Pauvreté – "Des mesures de soutien pour nos concitoyens les plus précaires seront donc prises", a assuré le chef du gouvernement, annonçant que l’allocation de rentrée scolaire "sera revalorisée de 100 euros" en septembre et que le plan Pauvreté "sera poursuivi et amplifié en fonction de l’évolution de la conjoncture".

Santé – Mettant l'accent sur l'accord signé deux jours plus tôt dans le cadre du Ségur de la santé (voir notre article de ce jour), il a indiqué vouloir "donner davantage de souplesse aux établissements, intégrer la qualité des soins dans les règles de financement des hôpitaux et des médecins de ville, mettre l’accent sur la prévention notamment en développant les actions sport-santé et impliquer davantage les élus des territoires à la gestion du système de santé".

Dépendance – Jean Castex souhaite que les premiers travaux engagés dans la perspective de la création d'un cinquième risque "puissent se poursuivre selon des modalités que nous arrêterons en lien avec les partenaires sociaux". Cette réforme "devra aboutir avant la fin du quinquennat".

Financer tout ça

"Dans une telle situation de crise, la réponse ne saurait être l’austérité budgétaire qui ne ferait qu’aggraver les choses", tranche Jean Castex quant aux conséquences pour les finances publiques d'un plan de relance à 100 milliards d'euros. "Autant nous devons assumer le sérieux budgétaire sur nos dépenses de fonctionnement, autant nous devons ensemble assumer cet investissement massif", a-t-il poursuivi, rappelant le "soutien exceptionnel" apporté par l’Union européenne.

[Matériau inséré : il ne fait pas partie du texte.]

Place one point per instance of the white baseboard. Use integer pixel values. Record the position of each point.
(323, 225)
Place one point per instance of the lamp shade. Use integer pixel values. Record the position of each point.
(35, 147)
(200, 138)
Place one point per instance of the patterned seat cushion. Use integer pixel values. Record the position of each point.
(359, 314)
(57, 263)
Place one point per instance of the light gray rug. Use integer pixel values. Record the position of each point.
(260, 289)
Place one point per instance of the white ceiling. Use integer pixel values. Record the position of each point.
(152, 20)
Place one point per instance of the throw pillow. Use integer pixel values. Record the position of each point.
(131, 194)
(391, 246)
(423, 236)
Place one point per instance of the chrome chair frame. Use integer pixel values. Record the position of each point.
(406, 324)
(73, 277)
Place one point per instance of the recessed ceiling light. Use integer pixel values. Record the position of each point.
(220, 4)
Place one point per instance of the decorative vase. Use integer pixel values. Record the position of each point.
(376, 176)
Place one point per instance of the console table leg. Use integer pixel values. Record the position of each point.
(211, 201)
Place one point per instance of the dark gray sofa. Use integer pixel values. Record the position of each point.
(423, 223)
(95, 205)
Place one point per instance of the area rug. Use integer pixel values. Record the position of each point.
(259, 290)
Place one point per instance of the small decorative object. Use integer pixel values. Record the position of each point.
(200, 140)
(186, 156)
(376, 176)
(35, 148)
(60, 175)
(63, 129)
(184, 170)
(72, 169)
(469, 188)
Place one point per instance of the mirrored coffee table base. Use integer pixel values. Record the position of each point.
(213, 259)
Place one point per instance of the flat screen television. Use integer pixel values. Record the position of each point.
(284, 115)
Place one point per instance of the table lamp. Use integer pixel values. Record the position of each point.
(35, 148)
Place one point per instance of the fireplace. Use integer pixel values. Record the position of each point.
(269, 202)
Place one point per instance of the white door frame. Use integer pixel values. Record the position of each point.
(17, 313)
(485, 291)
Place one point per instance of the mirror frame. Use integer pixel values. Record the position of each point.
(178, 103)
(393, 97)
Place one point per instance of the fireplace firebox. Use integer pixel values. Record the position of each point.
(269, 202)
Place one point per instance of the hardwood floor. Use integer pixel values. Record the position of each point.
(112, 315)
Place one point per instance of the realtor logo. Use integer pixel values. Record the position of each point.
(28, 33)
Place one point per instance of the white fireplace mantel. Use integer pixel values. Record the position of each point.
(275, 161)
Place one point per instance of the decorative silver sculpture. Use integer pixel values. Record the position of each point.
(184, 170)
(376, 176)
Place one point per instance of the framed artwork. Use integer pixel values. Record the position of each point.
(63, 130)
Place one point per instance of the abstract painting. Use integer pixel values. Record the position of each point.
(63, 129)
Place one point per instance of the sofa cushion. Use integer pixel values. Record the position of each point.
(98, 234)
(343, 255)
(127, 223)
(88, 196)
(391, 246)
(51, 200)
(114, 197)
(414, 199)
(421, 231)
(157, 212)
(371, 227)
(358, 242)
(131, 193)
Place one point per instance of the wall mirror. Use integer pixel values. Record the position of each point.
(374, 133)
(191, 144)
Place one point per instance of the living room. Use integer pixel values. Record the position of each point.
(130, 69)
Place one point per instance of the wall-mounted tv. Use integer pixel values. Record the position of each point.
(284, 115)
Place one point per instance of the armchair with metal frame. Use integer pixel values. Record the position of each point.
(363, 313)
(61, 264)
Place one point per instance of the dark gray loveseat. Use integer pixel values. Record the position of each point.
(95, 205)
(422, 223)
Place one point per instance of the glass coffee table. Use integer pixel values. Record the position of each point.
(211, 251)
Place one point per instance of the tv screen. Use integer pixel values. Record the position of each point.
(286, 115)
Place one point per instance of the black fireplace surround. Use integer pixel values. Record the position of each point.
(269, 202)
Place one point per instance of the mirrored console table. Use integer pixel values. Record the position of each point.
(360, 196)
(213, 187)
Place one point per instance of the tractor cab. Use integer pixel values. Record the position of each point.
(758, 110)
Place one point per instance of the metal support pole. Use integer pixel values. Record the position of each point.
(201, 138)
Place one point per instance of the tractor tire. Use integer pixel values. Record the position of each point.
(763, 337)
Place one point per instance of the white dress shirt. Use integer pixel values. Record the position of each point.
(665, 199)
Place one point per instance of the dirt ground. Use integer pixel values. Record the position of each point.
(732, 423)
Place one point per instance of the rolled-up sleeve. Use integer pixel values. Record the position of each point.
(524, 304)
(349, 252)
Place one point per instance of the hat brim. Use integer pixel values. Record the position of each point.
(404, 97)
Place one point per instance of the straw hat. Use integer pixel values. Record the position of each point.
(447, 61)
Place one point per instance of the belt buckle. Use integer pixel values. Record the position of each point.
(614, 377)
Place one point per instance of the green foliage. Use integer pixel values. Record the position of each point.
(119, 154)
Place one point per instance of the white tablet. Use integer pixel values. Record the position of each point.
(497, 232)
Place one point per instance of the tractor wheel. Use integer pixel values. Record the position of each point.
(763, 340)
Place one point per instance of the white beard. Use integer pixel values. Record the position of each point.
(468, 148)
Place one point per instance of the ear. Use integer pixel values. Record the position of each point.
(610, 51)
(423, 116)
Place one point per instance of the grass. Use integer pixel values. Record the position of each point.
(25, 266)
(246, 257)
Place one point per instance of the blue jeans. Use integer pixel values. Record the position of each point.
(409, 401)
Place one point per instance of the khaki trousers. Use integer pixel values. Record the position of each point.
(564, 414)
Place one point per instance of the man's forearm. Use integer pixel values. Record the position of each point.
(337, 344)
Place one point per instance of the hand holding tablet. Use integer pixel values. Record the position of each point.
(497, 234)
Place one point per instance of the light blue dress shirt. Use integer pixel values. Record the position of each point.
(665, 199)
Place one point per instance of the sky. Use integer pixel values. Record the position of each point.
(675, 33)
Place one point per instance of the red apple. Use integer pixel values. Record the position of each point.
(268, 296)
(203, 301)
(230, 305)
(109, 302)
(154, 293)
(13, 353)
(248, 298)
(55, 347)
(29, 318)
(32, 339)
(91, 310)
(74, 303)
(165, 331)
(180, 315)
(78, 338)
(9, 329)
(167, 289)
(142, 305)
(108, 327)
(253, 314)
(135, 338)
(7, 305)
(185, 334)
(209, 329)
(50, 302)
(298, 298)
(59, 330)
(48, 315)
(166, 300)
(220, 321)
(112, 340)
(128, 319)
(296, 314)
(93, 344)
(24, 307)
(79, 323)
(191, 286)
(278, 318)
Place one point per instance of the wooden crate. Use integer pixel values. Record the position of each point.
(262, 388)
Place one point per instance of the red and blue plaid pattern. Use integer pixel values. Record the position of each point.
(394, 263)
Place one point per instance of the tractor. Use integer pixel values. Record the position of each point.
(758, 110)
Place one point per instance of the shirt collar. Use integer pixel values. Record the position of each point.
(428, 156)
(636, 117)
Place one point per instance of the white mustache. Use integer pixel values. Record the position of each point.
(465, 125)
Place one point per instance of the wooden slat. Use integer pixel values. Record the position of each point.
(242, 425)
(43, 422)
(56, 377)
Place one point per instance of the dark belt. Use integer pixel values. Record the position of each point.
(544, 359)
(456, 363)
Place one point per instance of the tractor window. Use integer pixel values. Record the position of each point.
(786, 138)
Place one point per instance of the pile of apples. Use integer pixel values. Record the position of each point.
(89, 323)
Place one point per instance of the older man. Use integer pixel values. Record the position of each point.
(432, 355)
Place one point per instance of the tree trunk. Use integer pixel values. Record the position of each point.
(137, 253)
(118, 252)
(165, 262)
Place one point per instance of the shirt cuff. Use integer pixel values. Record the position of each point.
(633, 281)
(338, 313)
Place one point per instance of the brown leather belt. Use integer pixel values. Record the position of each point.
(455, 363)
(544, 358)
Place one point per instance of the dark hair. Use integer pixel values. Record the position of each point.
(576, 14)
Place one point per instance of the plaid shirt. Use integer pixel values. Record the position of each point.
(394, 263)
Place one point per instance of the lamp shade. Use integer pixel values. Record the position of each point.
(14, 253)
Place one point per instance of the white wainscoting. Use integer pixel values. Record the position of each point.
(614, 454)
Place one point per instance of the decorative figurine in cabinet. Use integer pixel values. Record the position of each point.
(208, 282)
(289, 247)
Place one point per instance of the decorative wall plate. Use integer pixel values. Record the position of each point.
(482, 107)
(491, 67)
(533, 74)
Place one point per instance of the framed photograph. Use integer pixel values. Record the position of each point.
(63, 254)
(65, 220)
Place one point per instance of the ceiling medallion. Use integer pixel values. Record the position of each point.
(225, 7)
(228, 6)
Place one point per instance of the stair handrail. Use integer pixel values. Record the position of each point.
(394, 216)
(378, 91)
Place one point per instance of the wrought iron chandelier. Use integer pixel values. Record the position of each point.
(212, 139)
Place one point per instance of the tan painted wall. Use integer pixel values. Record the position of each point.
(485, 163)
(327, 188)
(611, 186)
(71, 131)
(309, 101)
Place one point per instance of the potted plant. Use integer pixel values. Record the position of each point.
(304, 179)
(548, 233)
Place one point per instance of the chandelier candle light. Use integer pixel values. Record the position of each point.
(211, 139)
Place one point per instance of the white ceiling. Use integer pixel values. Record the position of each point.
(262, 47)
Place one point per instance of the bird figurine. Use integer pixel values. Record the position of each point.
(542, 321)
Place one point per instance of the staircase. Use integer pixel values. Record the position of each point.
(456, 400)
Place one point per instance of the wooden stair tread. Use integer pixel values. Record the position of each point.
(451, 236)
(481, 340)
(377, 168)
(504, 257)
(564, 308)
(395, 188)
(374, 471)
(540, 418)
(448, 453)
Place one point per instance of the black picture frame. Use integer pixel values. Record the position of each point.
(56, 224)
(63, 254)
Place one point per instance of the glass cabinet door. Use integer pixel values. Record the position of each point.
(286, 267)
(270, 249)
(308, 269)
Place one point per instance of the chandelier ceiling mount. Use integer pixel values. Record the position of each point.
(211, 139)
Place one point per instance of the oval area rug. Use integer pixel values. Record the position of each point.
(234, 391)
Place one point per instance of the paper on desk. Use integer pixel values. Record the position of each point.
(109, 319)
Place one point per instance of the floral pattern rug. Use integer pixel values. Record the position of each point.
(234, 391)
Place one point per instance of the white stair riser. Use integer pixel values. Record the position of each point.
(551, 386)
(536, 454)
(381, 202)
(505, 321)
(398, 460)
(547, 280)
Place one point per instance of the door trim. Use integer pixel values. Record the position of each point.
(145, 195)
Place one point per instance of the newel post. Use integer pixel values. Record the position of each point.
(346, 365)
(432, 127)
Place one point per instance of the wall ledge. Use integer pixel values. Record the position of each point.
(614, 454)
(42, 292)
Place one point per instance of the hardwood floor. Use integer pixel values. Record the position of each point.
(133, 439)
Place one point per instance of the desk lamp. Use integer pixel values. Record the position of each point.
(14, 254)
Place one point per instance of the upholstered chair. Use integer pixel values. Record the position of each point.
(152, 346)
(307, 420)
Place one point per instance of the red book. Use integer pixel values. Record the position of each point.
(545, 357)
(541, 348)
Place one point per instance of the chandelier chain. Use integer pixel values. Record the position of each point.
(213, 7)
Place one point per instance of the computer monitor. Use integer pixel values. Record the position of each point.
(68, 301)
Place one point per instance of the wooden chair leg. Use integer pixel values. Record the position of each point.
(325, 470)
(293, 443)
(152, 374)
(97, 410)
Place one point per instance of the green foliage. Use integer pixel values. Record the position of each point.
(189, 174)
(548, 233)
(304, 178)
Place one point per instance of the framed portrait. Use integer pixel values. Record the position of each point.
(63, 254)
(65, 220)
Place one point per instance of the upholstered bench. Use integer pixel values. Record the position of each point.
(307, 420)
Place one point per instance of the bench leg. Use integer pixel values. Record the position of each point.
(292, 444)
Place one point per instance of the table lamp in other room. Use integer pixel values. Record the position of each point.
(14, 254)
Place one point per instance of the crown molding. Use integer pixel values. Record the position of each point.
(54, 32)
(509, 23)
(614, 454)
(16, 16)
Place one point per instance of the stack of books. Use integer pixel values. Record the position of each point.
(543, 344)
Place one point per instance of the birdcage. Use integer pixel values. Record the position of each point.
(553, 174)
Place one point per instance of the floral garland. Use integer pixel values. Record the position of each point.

En rappelant, aussi, que "la part conjoncturelle de la dette, liée à la crise, fera l’objet d’un cantonnement".

Laïcité : une loi contre "les séparatismes"

"Aucune religion, aucun courant de pensée, aucun groupe constitué ne peut s’approprier l’espace public et s’en prendre aux lois de la République", a réaffirmé le Premier ministre, pour qui "lutter contre l’islamisme radical sous toutes ses formes est et demeure l’une des préoccupations majeures". Ayant considéré dans ses propos introductifs que la République "se trouve aujourd’hui ébranlée dans ses fondements par la coalition de ses ennemis - terroristes, complotistes, séparatistes, communautaristes", il a à ce titre annoncé qu'un "projet de loi sur la lutte contre les séparatismes sera présenté en conseil des ministres à la rentrée pour éviter que certains groupes ne se referment autour d’appartenances ethniques ou religieuses".

Jean Castex souhaite par ailleurs que la police de sécurité du quotidien se déploie "beaucoup plus fortement". Et entend "promouvoir la justice de la vie quotidienne" afin de contrer "la petite délinquance, les petites incivilités, le tag, l’insulte, le petit trafic, les troubles à ce que le code communal appelle la tranquillité publique"… avec l'idée de "créer dans les territoires des juges de proximité affectés à la répression de ces incivilités du quotidien" (on se souviendra que  les juridictions de proximité qui, depuis 2002, réglaient les petits litiges du quotidien, ont officiellement disparu il y a deux ans, en juillet 2017).